Lloyds expects lower income in 2012

Story highlights

  • UK's Lloyds Banking Group made a pre-tax loss of £3.54bn in 2011
  • Partly UK state-owned bank said income was likely to be lower in 2012 than 2011
  • £3.54bn pre-tax loss compares with profit of £281m in 2010

Lloyds Banking Group made a pre-tax loss of £3.54bn in 2011 after a big reduction in loan impairment losses was unable to compensate for a previously announced £3.2bn charge arising from the payment protection insurance mis-selling scandal.

The partly state-owned bank added that income was likely to be lower in 2012 than it was in 2011 and confirmed it would miss key medium-term financial targets. However, it also predicted that impairments -- losses taken on bad loans -- would ease faster than expected this year, while cost savings were also set to accelerate.

"I don't think this is a profit warning," said António Horta-Osório, chief executive. Lloyds shares, which have rallied in recent weeks after a steep decline in 2011, fell 2 per cent to 35.86p in early morning trading in London on Friday.

The £3.54bn pre-tax loss compares with a profit of £281m in 2010. On a "combined businesses" basis -- a Lloyds-devised measure of underlying performance -- it posted a £2.69bn profit, an increase of 21 per cent.

Income net of insurance claims -- a measure of sales for banks -- fell 17 per cent from £24.96bn to £20.77bn, reflecting subdued lending demand, disposals of non-core assets and a lower lending margin.

Impairments dropped 26 per cent to £9.79bn on a combined businesses basis.
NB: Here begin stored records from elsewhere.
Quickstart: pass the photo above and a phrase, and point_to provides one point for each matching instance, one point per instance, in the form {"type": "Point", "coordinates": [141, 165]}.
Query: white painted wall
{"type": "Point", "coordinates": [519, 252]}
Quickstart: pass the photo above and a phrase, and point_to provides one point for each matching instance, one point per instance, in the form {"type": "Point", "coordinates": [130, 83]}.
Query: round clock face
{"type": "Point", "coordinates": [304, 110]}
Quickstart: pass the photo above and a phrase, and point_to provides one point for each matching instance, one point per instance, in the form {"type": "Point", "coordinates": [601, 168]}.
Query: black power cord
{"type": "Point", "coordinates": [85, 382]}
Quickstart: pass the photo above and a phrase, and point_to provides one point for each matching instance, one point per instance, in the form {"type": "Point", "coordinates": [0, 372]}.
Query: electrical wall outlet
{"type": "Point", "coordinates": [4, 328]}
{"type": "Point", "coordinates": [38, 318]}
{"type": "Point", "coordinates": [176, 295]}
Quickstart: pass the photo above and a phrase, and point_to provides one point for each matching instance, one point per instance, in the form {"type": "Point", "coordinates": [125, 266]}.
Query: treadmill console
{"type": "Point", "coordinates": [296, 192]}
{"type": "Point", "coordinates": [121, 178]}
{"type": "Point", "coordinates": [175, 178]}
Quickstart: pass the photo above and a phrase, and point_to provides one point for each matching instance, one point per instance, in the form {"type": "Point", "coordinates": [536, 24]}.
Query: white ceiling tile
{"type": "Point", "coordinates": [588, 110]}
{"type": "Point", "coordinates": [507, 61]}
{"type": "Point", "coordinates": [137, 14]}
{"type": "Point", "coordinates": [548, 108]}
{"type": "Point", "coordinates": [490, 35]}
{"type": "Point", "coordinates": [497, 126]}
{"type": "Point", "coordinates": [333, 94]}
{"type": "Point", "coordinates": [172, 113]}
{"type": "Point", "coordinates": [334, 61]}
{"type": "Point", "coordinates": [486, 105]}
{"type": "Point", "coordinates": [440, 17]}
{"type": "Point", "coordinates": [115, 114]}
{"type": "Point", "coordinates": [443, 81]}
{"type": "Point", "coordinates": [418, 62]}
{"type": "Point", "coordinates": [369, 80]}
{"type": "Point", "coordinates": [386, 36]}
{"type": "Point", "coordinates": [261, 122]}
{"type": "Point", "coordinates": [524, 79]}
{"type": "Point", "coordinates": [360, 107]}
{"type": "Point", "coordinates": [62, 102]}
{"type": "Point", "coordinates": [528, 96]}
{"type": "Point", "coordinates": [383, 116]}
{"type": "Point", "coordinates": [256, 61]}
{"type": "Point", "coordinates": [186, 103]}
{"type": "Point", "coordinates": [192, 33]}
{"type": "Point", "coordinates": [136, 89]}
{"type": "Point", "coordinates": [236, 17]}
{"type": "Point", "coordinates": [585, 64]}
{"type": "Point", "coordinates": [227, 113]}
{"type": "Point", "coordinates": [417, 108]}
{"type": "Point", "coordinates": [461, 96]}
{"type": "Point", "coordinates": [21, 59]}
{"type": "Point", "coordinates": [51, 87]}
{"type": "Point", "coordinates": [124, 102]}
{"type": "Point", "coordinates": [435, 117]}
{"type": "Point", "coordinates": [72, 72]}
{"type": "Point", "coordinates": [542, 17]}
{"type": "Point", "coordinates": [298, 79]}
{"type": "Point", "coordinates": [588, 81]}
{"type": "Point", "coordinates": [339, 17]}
Mr Horta-Osório said a similar reduction was expected in 2012, adding that this guidance was stronger than the market had been expecting.

He said the predicted improvement reflected the disposal of non-core assets as well as more astute new lending: "The quality of new business is better."

Lloyds also said its restructuring programme would yield cost savings more quickly than expected, with an extra £200m pencilled in for 2014 without any increase in predicted job losses.

"It is a matter of going quicker than going deeper," said Mr Horta-Osório, who returned from two months of medical leave last month.

Lloyds said in November it might not be able to deliver some medium-term, mainly income-related goals. On Friday, it said it expected that the achievement of these targets would indeed be delayed.

It said the downbeat prediction that combined businesses income in 2012 would be lower than the £21.12bn posted in 2011 reflected a continued reduction in non-core assets, weak demand for loans, higher wholesale funding costs and low interest rates.

Net interest margin fell from 2.21 per cent to 2.07 per cent and is expected by Lloyds to dip below 2 per cent in 2012. Its core tier one capital ratio, the key measure of balance sheet strength, rose from 10.2 per cent to 10.8 per cent at the end of 2011.